My issue is not with people cashing in on an asset they own. I also fully accept that people should be compensated for risk. My issue is the extent to which they are being compensated and the extent to which this compensation has increased over the past number of years. Where property values have, say, doubled in a period of 5 years can you honestly say that the additional value being demanded by the holder of the asset is explained (even in part) by any increase in the risk associated with holding that asset?

. If you for example had inherited land which someone then decided was very suitable for development what would you do about it?

Of course you would cash it in. My issue here is the number of poor sods being conned into thinking it's good value to pay an enormous amount of money to you for it. In a decent society, I believe your piece of land should not be capable of being, say, quadrupled in value overnight by 'someone' at the stroke of a pen. How can we justify this massive transfer of wealth to one person.

. Sooner or later that money finds its way back into the economy to the betterment of all.

Sure it will trickle back over time into the economy, but perhaps you could try to explain this economic theory to most of the younger generation now who are now locked into a life of slavery to mortgages to fund a massive transfer of wealth to the lucky sods who happened to buy property before they did.

. Who BTW has perpetrated this 'con' or 'swindle' you are going on about? In what smoke-filled room did the meeting take place and who was present?

Nearly everyone is to blame. Society has done it to itself. No-one has recognised a problem or dared called a halt. People paying crazy prices for houses have done it to themselves by refusing to even consider the price might be crazy. Banks feeding it. The ECB haven't helped. Mortgage brokers, estate agents, property developers all pinching themselves that this amazing bonanza could actually be happening to them. And sure why wouldn't they. Everyone is clamouring on the same bandwagon of greed. Everyone refusing to believe it's anything other than good value to pay increasingly crazy prices. Government doing nothing to even recognise there is a problem. Of course landowners will take the money if they're being given it. Society however should have recognised some time ago that and done something. Government intervention is one way of achieving this.

. There is absolutely no comparison between pyramid schemes (a scam designed to take money off the greedy and in particular the gullible) and legitimate asset-trading as I have just explained.

To my mind here is a very thin line between the value proposition in 'schemes designed to take money off the greedy...and gullible' and the value proposition in the property market today.

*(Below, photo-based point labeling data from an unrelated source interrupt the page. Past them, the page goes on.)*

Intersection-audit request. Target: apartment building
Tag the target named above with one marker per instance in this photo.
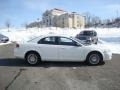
(63, 19)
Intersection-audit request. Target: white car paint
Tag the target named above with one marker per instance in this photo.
(60, 52)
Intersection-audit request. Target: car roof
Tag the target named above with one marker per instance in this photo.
(48, 35)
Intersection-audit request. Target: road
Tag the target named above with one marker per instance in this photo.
(17, 75)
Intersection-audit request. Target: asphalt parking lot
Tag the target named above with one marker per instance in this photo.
(17, 75)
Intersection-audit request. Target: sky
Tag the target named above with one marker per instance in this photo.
(21, 12)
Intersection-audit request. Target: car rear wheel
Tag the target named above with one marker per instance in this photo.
(94, 59)
(32, 58)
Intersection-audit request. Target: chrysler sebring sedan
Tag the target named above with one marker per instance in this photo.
(61, 48)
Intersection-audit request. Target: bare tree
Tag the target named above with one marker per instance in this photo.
(8, 24)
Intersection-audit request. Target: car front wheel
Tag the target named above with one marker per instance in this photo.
(32, 58)
(94, 59)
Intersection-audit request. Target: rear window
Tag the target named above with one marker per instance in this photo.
(88, 33)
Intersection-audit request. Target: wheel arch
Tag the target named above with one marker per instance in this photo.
(98, 52)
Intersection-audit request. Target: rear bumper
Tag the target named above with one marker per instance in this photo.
(107, 56)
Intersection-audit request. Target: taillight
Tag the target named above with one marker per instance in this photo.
(17, 45)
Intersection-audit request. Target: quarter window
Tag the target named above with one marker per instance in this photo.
(48, 40)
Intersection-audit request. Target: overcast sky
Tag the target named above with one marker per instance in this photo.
(19, 12)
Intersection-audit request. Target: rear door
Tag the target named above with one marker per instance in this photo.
(48, 48)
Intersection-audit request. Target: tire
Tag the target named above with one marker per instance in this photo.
(32, 58)
(94, 59)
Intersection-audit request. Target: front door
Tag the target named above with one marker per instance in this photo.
(68, 50)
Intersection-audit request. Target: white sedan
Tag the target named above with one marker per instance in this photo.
(61, 48)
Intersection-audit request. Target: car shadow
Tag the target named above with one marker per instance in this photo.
(23, 63)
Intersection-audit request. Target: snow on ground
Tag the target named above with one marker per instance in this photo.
(109, 37)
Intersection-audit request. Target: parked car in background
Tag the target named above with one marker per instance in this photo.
(61, 48)
(3, 39)
(88, 36)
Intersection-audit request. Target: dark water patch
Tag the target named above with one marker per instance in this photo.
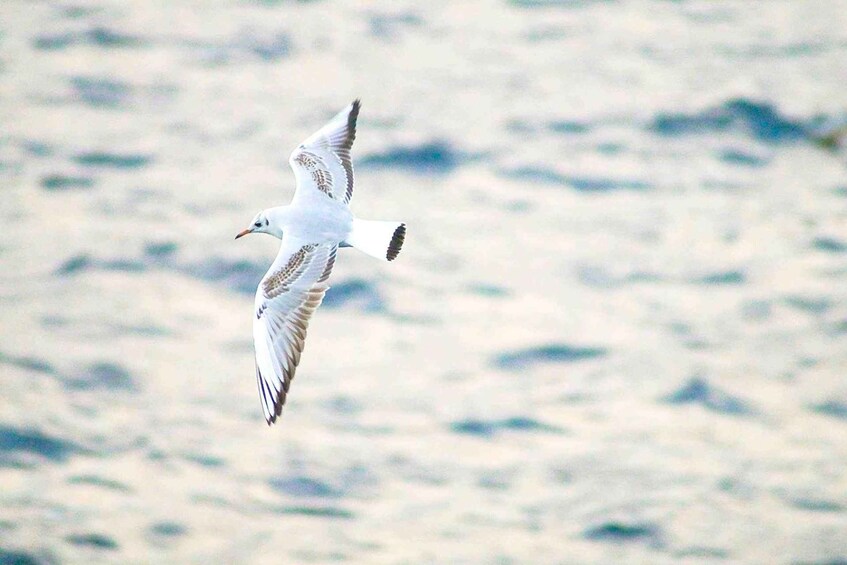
(761, 120)
(619, 532)
(96, 541)
(488, 290)
(168, 529)
(97, 36)
(519, 126)
(317, 511)
(74, 265)
(829, 245)
(814, 306)
(344, 404)
(160, 250)
(756, 310)
(478, 428)
(723, 278)
(101, 92)
(389, 26)
(103, 376)
(102, 482)
(18, 440)
(304, 487)
(273, 48)
(208, 461)
(541, 175)
(610, 148)
(700, 551)
(38, 148)
(113, 160)
(18, 557)
(593, 275)
(552, 3)
(54, 41)
(355, 292)
(81, 263)
(142, 330)
(435, 157)
(488, 428)
(56, 182)
(816, 505)
(28, 363)
(241, 276)
(552, 353)
(109, 38)
(742, 158)
(699, 391)
(834, 408)
(568, 127)
(595, 184)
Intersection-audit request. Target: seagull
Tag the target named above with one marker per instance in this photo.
(311, 229)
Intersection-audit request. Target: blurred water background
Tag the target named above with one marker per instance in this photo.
(617, 332)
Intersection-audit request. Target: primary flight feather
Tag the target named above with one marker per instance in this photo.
(312, 228)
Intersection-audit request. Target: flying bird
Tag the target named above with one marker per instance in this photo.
(312, 228)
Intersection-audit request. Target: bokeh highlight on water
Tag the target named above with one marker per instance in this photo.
(617, 331)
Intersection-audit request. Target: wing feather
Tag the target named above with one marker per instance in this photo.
(288, 295)
(322, 164)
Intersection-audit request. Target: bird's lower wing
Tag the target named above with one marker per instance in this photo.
(288, 295)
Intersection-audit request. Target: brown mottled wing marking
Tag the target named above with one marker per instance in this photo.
(288, 295)
(323, 162)
(280, 280)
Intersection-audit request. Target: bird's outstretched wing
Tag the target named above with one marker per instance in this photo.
(288, 295)
(322, 163)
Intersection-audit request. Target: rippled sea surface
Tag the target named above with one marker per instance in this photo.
(617, 332)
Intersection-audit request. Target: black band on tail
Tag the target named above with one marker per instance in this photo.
(396, 242)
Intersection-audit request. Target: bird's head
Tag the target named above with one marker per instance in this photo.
(260, 224)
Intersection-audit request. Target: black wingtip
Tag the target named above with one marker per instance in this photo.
(354, 113)
(396, 242)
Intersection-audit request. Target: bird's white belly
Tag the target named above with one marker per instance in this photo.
(331, 222)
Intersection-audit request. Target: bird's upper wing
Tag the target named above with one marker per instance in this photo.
(322, 163)
(288, 295)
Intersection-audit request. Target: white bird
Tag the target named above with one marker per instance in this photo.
(316, 223)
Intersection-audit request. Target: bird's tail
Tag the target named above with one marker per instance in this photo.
(382, 240)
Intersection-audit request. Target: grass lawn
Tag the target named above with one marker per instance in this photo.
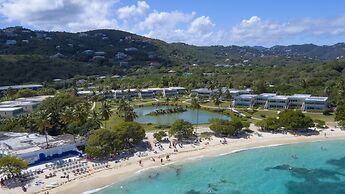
(115, 119)
(320, 116)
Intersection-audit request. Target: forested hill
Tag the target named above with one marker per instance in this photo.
(36, 56)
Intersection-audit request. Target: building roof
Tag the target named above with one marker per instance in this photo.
(247, 96)
(300, 96)
(34, 98)
(17, 87)
(10, 109)
(21, 143)
(318, 99)
(268, 94)
(203, 90)
(177, 88)
(278, 98)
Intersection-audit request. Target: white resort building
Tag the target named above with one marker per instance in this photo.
(33, 148)
(305, 102)
(9, 109)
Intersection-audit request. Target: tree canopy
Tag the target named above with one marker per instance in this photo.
(340, 114)
(181, 129)
(103, 143)
(226, 127)
(11, 165)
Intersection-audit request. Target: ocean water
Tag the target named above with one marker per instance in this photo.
(191, 115)
(306, 168)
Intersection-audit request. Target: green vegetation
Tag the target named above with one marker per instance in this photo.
(103, 143)
(177, 109)
(11, 165)
(62, 114)
(160, 135)
(225, 127)
(126, 111)
(340, 114)
(181, 129)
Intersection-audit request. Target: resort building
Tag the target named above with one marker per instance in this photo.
(245, 100)
(28, 106)
(180, 90)
(315, 104)
(85, 93)
(156, 91)
(34, 149)
(305, 102)
(18, 87)
(203, 92)
(10, 112)
(261, 99)
(234, 92)
(297, 100)
(169, 92)
(146, 93)
(277, 102)
(9, 109)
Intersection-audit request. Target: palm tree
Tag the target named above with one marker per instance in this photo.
(125, 111)
(216, 100)
(105, 112)
(43, 123)
(195, 105)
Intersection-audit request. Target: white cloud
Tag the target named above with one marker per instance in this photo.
(167, 20)
(130, 11)
(255, 31)
(201, 24)
(177, 26)
(68, 15)
(171, 26)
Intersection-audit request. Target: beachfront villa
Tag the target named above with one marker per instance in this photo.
(33, 147)
(146, 93)
(169, 92)
(18, 87)
(9, 109)
(10, 112)
(141, 93)
(305, 102)
(245, 100)
(208, 93)
(203, 92)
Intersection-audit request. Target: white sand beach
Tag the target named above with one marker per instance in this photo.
(105, 176)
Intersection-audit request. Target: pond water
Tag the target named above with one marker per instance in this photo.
(193, 116)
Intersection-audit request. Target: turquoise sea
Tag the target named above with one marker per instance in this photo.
(309, 168)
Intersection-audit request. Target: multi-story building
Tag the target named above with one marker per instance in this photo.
(261, 99)
(277, 102)
(10, 112)
(180, 90)
(315, 104)
(203, 92)
(146, 93)
(305, 102)
(245, 100)
(169, 92)
(297, 100)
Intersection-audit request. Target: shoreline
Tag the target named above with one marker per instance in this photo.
(118, 172)
(99, 181)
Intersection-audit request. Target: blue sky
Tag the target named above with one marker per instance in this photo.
(199, 22)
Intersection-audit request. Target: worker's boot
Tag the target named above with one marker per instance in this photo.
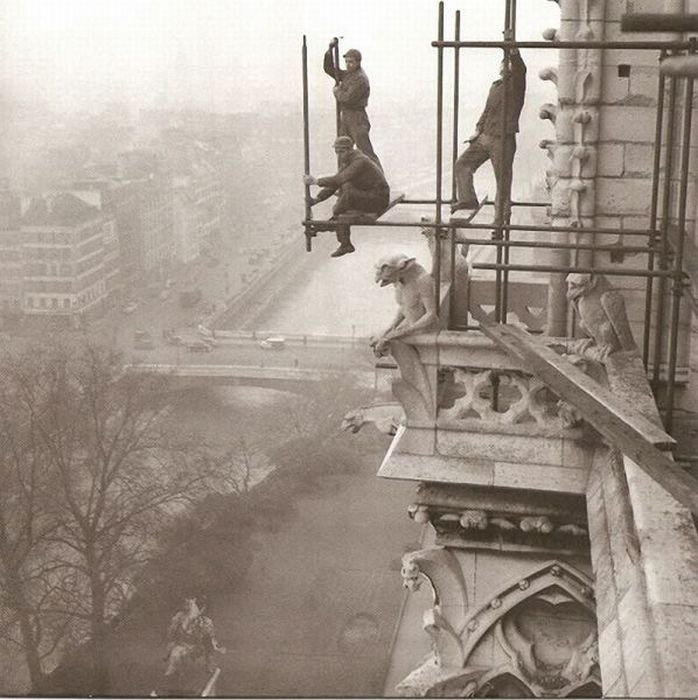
(345, 246)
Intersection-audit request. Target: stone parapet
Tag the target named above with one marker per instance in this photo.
(492, 423)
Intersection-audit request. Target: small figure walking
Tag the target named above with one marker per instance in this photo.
(351, 92)
(359, 184)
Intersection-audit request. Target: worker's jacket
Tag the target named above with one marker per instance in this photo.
(360, 171)
(353, 89)
(490, 123)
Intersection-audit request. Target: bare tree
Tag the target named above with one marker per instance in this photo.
(117, 476)
(25, 530)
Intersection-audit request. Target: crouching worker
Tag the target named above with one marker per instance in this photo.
(360, 186)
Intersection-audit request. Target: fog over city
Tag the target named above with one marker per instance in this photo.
(152, 258)
(236, 55)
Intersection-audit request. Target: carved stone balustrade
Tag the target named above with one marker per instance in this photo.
(475, 416)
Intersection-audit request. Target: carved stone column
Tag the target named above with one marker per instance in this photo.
(573, 153)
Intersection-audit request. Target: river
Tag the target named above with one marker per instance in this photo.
(341, 297)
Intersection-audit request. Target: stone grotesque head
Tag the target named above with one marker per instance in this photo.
(390, 268)
(579, 284)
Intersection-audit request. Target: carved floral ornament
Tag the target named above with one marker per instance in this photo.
(542, 625)
(476, 519)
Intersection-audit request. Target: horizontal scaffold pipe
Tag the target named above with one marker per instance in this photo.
(524, 228)
(611, 45)
(486, 203)
(558, 246)
(659, 22)
(591, 270)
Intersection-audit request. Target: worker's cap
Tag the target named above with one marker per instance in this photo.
(353, 53)
(344, 142)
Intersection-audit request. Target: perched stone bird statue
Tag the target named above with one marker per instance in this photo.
(602, 315)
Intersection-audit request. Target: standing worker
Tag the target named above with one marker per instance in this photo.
(351, 92)
(493, 140)
(360, 186)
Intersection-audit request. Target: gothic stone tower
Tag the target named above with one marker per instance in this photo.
(552, 564)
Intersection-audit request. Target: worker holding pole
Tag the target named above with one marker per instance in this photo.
(351, 91)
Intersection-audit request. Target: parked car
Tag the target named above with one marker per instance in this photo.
(146, 343)
(275, 342)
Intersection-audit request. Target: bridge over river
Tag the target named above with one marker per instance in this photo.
(238, 358)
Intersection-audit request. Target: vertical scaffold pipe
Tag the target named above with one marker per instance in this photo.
(306, 146)
(664, 242)
(659, 127)
(335, 58)
(677, 288)
(510, 32)
(436, 262)
(456, 105)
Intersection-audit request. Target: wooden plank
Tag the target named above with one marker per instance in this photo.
(360, 218)
(619, 423)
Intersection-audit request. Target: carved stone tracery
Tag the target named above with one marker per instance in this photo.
(543, 626)
(521, 398)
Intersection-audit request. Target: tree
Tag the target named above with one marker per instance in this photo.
(117, 474)
(25, 529)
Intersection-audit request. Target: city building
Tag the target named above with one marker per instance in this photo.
(68, 257)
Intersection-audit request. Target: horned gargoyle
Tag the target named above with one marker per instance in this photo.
(602, 316)
(415, 296)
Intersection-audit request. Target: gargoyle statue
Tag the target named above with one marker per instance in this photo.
(602, 315)
(385, 416)
(415, 296)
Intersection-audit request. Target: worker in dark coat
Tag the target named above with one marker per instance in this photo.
(493, 140)
(359, 184)
(352, 93)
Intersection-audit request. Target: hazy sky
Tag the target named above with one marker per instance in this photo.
(234, 54)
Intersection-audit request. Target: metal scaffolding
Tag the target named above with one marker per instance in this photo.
(664, 260)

The whole property market has been shored up by vested interests to the extent that it is doing exactly what you are describing. Asset-price bubbles normally attract a good deal of greedy and gullible people.

. How do you otherwise propose that people buy their houses? Save up for 30 years while 'wasting' money paying rent?.

My issue is not with people taking out a loan to purchase an asset. My issue is with the value propostion being presented to them. It stinks. It goes like this: "Work day-in-day-out for the next 30/40 years and give me and the banks most of your income. In return I give you a miserly piece of land and a few bricks." Do you actually think this makes even a jot of sense? Work most of your fruitful life for a small piece of land and some bricks? What kind of society can accept this? Blind? Greedy? Gullible? I believe so. I think it's a terrible shame society has let this happen. It's difficult to blame anyone in particular, but when we look back at the mess that is going to take place, I think few will find it hard to find themselves anything but guilty of feeding this sorry picture. Society (probably through the government) should have recognised the problem and done something about it a long time ago.